Sosyal güvenlik sistemlerinin sürdürülebilirliği açısından emeklilikte elbette yaş hadleri önemli ve mutlaka olmalı. Ancak belirlenen yaş hadlerinin ülke çalışma koşullarına ve yaşam şartlarına uygun olması da çok önemli. EYT düzenlemesi ile kadın sigortalılar en erken 38, erkek sigortalılar en erken 43 yaşında emekli oldular. Elbette bu yaşlar hem ülkemiz hem de dünya ülkelerinin emeklilik sistemleri için çok düşük yaşlar. Ancak, EYT düzenlemesinden sonra bu adaletsiz ve mağduriyet oluşturan durumun düzeltilmesi ve emeklilik koşullarının bu yaşlardan başlamak suretiyle kademeli olarak yükseltilmesi daha adil olacaktır. Hatta bu belirlemenin sadece 9/9/1999-30/4/2008 arası sigortalılar için değil, 1/5/2008 sonrası sigortalı ayrımını da ortadan kaldırarak hepsini kapsama alacak şekilde 9/9/1999 sonrası sigortalı olanlar açısından yeniden düzenlenmesi gerekir.
Şimdi 9 Eylül 1999 sonrası sigortalı olanlar, kendileri için oluşturulan bu haksız durumu her platformda dile getirmekte ve sivil toplum örgütleri olarak mücadeleye devam etmektedir.

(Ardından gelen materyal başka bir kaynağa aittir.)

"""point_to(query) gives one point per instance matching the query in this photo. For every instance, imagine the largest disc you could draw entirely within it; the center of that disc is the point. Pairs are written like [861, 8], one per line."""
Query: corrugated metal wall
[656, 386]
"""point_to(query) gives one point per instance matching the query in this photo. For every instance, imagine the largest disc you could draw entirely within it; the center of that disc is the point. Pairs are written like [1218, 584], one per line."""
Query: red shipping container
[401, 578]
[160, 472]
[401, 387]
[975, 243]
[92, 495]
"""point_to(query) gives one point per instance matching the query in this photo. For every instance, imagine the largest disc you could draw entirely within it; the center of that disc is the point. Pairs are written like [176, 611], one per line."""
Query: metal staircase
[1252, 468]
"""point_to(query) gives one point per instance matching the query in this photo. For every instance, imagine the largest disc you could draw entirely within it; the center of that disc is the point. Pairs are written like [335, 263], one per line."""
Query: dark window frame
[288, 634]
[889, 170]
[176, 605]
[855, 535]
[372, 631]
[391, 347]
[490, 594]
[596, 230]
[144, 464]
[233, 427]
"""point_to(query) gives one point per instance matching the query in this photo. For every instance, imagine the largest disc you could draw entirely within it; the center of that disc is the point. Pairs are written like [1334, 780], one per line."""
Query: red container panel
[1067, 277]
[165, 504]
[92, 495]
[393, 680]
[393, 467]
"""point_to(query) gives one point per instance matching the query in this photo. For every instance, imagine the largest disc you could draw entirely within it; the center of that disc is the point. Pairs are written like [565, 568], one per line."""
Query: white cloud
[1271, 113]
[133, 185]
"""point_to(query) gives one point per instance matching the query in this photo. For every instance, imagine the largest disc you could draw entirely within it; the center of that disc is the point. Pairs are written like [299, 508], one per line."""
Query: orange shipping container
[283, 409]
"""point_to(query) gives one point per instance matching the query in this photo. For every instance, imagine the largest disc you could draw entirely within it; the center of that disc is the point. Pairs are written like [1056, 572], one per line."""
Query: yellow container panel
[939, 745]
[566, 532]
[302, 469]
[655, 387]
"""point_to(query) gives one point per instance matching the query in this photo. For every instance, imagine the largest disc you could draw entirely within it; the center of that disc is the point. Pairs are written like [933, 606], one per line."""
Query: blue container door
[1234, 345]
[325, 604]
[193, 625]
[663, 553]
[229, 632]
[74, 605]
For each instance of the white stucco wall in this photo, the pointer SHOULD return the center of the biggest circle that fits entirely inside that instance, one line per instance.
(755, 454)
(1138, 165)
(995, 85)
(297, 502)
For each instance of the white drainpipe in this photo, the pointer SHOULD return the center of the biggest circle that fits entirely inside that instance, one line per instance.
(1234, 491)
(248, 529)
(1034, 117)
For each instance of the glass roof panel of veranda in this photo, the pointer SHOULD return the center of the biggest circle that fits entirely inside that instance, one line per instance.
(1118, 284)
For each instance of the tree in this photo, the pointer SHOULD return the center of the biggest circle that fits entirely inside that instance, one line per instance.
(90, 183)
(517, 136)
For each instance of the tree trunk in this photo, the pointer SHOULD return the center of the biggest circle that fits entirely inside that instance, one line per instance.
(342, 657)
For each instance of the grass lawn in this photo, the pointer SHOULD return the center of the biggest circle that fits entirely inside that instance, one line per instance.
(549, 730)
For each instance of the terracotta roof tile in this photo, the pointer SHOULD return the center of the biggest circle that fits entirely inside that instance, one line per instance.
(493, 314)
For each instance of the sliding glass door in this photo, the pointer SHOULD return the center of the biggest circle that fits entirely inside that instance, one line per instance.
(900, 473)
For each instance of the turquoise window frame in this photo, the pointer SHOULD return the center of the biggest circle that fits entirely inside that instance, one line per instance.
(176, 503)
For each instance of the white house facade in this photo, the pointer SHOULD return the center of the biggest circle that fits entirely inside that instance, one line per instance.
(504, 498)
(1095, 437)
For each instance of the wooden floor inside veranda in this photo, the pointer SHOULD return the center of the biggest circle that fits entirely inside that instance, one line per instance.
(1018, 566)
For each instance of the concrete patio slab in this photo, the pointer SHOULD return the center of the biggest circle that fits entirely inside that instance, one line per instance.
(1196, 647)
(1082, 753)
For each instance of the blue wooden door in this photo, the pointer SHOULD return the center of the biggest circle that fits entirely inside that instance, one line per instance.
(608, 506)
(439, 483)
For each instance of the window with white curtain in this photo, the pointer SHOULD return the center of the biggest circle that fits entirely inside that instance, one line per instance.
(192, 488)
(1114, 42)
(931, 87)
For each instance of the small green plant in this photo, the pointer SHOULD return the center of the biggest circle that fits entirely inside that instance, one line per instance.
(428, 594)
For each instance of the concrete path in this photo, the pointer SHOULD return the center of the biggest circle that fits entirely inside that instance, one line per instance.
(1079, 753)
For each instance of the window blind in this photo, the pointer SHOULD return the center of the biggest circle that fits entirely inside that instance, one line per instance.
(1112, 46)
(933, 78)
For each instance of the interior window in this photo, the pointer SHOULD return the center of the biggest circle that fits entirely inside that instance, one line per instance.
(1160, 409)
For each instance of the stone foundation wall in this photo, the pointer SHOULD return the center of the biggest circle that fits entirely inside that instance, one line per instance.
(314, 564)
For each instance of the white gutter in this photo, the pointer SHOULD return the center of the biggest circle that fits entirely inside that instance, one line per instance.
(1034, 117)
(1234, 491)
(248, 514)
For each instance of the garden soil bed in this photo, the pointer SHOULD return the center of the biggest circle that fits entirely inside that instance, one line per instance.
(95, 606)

PEKİ BU MAĞDURIYETİ ORTADAN KALDIRMAK İÇİN NE YAPILMALI?
1/5/2008 ayracı da kaldırılarak 9/9/1999 sonrası çalışmaya başlayanların emeklilik koşulları yeniden belirlenmelidir. Kademeli bir emeklilik sistemi öngörülmeli ve bunun üzerinde çalışılmalıdır. Örneğin şöyle bir kademelendirme öngörülebilir veya geliştirilebilir.
1/10/2015 tarihinden sonra sigortalı olanlar açısından kadın 58, erkek 60 yaş ve en az 7200 gün şeklinde bu koşullar uygulanabilir.
9/9/1999 sonrası sigortalı olanlardan, ileri yaşta olanlar; Kadında 55, erkekte 58 yaş ve 4500 günle emekli olabilir.
Ancak, sorunların çözümünde en güzel yöntem, sosyal tarafların bir araya getirilerek sorunu ortaya koyma ve çözüm önerileri geliştirme yönünde çalışma yapmasıdır. Yoksa EYT düzenlemesinde olduğu gibi kamuoyunu büyük beklenti içine sokup, 10 ay bekletip, sadece hükümetin görüşü doğrultusunda “dağ fare doğurdu” hissi veren bir yasal düzenleme yapılması değil.
Ülkemizde hiçbir hak kolay elde edilmiyor. Sosyal güvenlik hakları da mücadeleler sonucunda alınacak.